Momentos claves de la historia
La creación del repetidor inició la familia semiautomática y fue a la Guerra de Secesión lo que el rifle había sido a la de a Independencia, aunque al comienzo los tácticos militares lo rechazaron «porque creían, filosófica y metafísicamente, que la valentía ganaba las batallas, no el poder de fuego».
Colt quebró y se recuperó gracias a la venta de un modelo nuevo.
Los Winchester estuvieron a punto de destrozar la empresa por las peleas internas tras la venta del exitoso Henry, un arma que «se carga sin perder tiempo», que cambió la naturaleza de la empresa.
Todos pasaron mil peripecias para venderle armas a Benito Juárez, entonces en lucha contra Ferdinando Maximiliano, sin que los bandidos interceptaran en México los envíos o los pagos.
Muchos perdieron dinero en la exploración de mercados distantes como Java o Siam, que no trataban a las armas como una mercancía más e impedían su importación libre
Esas instancias, entre otras, marcan la historia de una industria que produce masivamente uno de los escasos productos del mercado «inherente y exclusivamente diseñado para ser peligroso y letal», como definió la autora.
Y que, con los años, sobre la base de ese comercio, se volvió especial.
Las armas hoy
Esta industria ha tenido protección federal contra demandas civiles desde 2005 y ha gozado de la exención de la Comisión de Protección de la Seguridad del Consumidor desde 1972. Tampoco es legal que las agencias federales supervisen el diseño o la seguridad de las armas ni que financien la investigación o la acumulación de datos que puedan fundamentar legislación que dañe el producto. «Un arma de juguete está sujeta a más salvaguardias para el consumidor que un arma real», comparó Haag.
«Un enfoque centrado en el comercio sugiere remedios que nada tienen que ver con ‘quitarle las armas’ a los ciudadanos, la legislación federal sobre el control de armas ni la Segunda Enmienda», escribió.

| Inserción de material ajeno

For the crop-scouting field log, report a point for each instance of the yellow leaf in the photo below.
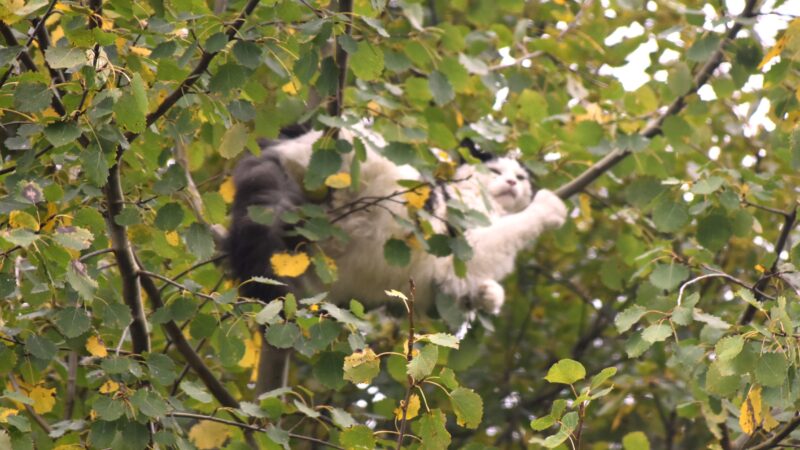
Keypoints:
(96, 346)
(413, 408)
(290, 87)
(21, 219)
(172, 238)
(68, 447)
(746, 419)
(774, 52)
(338, 180)
(5, 412)
(416, 199)
(43, 399)
(769, 422)
(207, 435)
(227, 190)
(109, 387)
(288, 265)
(754, 396)
(141, 51)
(250, 357)
(359, 357)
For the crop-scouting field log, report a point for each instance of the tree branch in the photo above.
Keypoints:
(335, 105)
(251, 427)
(192, 78)
(653, 128)
(775, 440)
(172, 330)
(125, 260)
(761, 284)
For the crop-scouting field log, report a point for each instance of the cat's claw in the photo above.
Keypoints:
(491, 297)
(554, 209)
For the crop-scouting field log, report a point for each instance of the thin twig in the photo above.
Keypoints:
(36, 417)
(653, 128)
(761, 284)
(409, 358)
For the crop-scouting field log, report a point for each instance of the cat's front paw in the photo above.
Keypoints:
(491, 297)
(552, 208)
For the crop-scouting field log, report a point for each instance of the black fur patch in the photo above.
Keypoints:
(260, 181)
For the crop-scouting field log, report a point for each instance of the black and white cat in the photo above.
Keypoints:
(500, 189)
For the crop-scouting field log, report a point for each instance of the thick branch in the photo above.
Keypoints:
(653, 128)
(125, 260)
(172, 330)
(758, 288)
(335, 105)
(251, 427)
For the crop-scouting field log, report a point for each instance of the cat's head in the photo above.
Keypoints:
(508, 183)
(505, 180)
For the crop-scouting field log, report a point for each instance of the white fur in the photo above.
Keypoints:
(494, 190)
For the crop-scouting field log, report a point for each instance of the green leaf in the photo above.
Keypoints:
(468, 407)
(703, 48)
(635, 441)
(283, 335)
(771, 369)
(108, 409)
(543, 423)
(440, 88)
(361, 366)
(358, 437)
(32, 97)
(40, 347)
(423, 363)
(604, 375)
(714, 231)
(566, 371)
(668, 276)
(324, 162)
(149, 403)
(62, 133)
(397, 253)
(628, 318)
(169, 216)
(200, 241)
(196, 391)
(367, 62)
(729, 347)
(656, 332)
(432, 431)
(229, 76)
(75, 238)
(270, 312)
(95, 165)
(65, 57)
(233, 141)
(72, 321)
(131, 108)
(441, 339)
(670, 216)
(162, 369)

Y sugirió, como ejemplo, que se le devuelva a las armas «las mismas responsabilidades civiles y regulaciones y protecciones al consumidor que se aplican a casi cualquier otro bien».
En su epílogo, la autora confesó que ella también quiere aportar a descongelar el campo de la política sobre las armas. «Una ‘cultura de las armas’ no es sinónimo de violencia armada, pero la violencia —sea suicida u homicida— es la tragedia que motiva la política del control de armas. Si cada estadounidense tuviera un arma pero casi no tuviéramos una violencia armada civil —en otras palabras, si fuéramos más como Suiza— entonces podríamos tener una cultura de las armas, no un problema con las armas», concluyó.
Su idea tiene la gracia de lo simple: es más difícil luchar contra un mito que regular un comercio.